About this cultivar:
Kniphofia 'Tawny King' is one of the tallest Kniphofia we grow. A bright, and imposing cultivar that produces fantastic 'pokers' with dark bronze stems and tubular, cream flowers that open progressively from the base of the flowerhead above clumps of semi-evergreen, strap-like leaves. The flowers start opening in July from apricot buds and continue to flower well into October. Also the most hardy cultivar we know. The King of Kniphofia?
- Position: Full sun, partial shade
- Soil: Almost any soil, grows well in Ballyrobert
- Flowers: July, August, September, October
- Other features: Bees and Butterflies, Royal Horticultural Society Award of Garden Merit (RHS AGM)
- Hardiness: Fully hardy - grows well in Ballyrobert
- Habit: Clump forming, Columnar or Upright
- Foliage: Deciduous
- Height: 105 - 135 cm (3.5 - 4.5 ft)
- Spread: 75 - 105 cm (2.5 - 3.5 ft)
- Time to full growth: 2 to 5 years
- Plant type: Herbaceous Perennial
- Colour: Green, orange, yellow
- Goes well with: Most things, try grasses
About this genus:
Kniphofia (nif-of-e-a) was first described in 1794 and is named after Johan Kniphof who was an 18th-century German physician and botanist who finished his magnum opus "Botanica in originali" in 1733. Apparently his name was pronounce 'Nip' not 'Nif'...
Commonly know as Red Hot Poker, it is a genus of South African native perennials that range from 1 ft dwarfs to 7 ft giants. They have a wide range of flowering times from mid-spring through late autumn, depending on the cultivar. The flowers are usually a bright orange and yellow colour; although there are many new cultivars in shades of cream, yellow, red, green, and even flourescent hues. Cream-hot-poker doesn't have the same ring to it though does it?

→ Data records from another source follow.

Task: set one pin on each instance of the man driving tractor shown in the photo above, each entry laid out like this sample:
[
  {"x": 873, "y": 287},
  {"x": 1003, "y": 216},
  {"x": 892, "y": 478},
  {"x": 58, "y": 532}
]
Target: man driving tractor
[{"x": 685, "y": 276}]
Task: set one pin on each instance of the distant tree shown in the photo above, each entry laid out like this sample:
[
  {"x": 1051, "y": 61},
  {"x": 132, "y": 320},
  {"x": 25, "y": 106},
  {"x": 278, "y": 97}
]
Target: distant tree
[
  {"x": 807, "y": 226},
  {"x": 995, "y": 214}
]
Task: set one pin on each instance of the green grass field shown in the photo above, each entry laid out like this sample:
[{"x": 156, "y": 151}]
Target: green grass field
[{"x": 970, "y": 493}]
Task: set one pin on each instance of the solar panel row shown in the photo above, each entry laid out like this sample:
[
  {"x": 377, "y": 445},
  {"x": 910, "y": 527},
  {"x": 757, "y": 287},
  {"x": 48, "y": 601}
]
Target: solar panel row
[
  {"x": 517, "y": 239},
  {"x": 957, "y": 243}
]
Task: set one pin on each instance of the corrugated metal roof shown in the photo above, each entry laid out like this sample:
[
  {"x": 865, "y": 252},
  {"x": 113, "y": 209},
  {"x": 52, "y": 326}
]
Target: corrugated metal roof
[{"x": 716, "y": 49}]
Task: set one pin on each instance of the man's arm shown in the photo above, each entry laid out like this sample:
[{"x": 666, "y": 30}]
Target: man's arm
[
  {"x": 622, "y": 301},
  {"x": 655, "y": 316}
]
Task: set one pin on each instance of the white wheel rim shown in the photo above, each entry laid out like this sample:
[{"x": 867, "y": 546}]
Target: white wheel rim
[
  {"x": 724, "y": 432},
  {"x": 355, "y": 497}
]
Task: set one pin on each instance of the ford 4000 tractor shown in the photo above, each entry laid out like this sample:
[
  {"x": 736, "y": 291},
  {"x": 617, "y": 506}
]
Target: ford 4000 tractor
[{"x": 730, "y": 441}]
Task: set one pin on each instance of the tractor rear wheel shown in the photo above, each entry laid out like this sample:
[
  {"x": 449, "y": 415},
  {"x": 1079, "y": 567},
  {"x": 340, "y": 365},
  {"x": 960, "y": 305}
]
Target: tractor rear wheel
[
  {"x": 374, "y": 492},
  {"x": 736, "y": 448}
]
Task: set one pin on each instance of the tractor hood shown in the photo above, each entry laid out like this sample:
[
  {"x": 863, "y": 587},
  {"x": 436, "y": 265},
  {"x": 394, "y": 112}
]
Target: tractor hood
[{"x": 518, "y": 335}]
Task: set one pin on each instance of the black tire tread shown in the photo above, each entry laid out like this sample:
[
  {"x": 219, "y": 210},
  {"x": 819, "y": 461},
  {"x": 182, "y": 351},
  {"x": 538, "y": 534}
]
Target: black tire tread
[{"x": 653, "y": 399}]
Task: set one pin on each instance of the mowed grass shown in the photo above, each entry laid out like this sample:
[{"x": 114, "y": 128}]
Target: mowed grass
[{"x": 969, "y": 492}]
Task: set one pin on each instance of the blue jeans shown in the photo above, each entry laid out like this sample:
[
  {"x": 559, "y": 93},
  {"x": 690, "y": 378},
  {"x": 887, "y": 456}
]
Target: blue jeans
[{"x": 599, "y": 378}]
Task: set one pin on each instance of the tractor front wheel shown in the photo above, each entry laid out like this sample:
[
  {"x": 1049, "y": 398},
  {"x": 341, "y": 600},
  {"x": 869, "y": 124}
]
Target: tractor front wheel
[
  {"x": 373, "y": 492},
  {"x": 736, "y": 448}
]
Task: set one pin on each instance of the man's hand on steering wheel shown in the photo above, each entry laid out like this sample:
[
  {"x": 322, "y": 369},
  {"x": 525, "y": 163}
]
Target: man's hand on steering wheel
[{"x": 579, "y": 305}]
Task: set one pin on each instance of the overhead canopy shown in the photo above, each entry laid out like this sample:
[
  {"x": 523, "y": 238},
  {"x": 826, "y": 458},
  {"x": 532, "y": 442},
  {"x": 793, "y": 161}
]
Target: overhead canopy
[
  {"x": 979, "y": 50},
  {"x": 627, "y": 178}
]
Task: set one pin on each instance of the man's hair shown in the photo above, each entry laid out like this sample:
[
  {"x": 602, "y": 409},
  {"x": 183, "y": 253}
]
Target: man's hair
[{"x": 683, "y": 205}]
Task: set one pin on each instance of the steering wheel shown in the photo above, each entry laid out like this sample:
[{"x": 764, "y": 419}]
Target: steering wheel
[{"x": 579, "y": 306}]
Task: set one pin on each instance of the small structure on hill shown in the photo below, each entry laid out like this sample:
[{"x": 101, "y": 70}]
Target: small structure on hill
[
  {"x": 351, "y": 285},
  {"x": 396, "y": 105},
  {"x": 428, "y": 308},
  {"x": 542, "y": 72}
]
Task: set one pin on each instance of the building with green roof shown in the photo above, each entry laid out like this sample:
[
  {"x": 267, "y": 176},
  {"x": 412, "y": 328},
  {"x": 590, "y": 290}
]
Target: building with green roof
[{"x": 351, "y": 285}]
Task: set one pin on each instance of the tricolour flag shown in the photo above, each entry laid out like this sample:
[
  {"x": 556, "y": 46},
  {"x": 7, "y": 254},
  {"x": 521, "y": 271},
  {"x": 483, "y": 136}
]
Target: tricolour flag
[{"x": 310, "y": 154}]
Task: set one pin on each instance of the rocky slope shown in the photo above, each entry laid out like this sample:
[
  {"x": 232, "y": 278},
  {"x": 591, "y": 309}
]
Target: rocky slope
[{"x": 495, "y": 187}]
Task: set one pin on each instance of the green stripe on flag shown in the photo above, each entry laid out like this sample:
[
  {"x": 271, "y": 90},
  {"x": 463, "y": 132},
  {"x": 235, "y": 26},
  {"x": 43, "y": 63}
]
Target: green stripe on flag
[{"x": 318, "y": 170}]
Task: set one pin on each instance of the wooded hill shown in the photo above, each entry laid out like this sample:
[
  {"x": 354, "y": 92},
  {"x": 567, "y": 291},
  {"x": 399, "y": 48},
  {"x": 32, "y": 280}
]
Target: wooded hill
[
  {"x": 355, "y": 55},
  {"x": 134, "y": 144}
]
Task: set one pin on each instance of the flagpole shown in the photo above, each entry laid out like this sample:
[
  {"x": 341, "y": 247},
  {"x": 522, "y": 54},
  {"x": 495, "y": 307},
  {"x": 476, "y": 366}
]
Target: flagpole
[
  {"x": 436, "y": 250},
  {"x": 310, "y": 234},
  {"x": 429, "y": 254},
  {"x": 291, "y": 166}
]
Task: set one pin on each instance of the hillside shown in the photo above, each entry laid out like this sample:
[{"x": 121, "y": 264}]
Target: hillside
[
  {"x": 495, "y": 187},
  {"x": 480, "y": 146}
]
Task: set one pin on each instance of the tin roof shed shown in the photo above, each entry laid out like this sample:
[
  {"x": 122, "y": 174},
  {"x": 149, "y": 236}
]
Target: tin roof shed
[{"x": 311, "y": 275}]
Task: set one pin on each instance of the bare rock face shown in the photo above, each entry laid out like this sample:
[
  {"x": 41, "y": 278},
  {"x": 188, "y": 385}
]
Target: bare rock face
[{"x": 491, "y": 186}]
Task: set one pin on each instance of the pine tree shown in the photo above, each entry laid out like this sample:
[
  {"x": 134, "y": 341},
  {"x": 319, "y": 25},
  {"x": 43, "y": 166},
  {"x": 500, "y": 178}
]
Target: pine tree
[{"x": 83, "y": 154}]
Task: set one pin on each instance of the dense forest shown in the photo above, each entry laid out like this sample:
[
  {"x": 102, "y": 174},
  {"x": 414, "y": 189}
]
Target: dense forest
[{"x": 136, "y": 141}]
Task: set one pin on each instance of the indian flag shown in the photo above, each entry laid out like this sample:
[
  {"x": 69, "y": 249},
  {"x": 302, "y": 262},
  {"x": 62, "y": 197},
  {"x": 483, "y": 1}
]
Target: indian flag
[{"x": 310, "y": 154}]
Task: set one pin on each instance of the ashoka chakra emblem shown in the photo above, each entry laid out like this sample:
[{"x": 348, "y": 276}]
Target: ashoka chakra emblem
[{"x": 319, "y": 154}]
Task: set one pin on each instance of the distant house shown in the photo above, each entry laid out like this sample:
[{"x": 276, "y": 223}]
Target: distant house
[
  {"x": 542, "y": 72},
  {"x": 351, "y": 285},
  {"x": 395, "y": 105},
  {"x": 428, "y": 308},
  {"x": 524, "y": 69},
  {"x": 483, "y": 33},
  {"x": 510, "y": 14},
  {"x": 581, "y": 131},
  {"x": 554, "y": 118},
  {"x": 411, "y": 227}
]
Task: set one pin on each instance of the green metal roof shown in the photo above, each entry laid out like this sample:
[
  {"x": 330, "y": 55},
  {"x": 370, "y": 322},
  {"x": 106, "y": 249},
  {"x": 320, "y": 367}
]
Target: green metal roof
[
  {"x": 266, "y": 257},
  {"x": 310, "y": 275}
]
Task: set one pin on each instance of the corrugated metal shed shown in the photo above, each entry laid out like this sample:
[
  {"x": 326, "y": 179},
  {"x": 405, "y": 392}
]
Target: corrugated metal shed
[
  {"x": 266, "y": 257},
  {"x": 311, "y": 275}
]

Most Kniphofia are quite easy to grow in bright sun to partial shade and most types of soil. It is not uncommon to find red hot poker plants growing and producing their beautiful flowers in long abandoned gardens or naturalizing in the countryside somewhere.
The cultivars we sell are not the cheap seed raised ones - but the tough cultivars that do well in our own garden. We plant them near anything, but I must say I quite like them combined with grasses.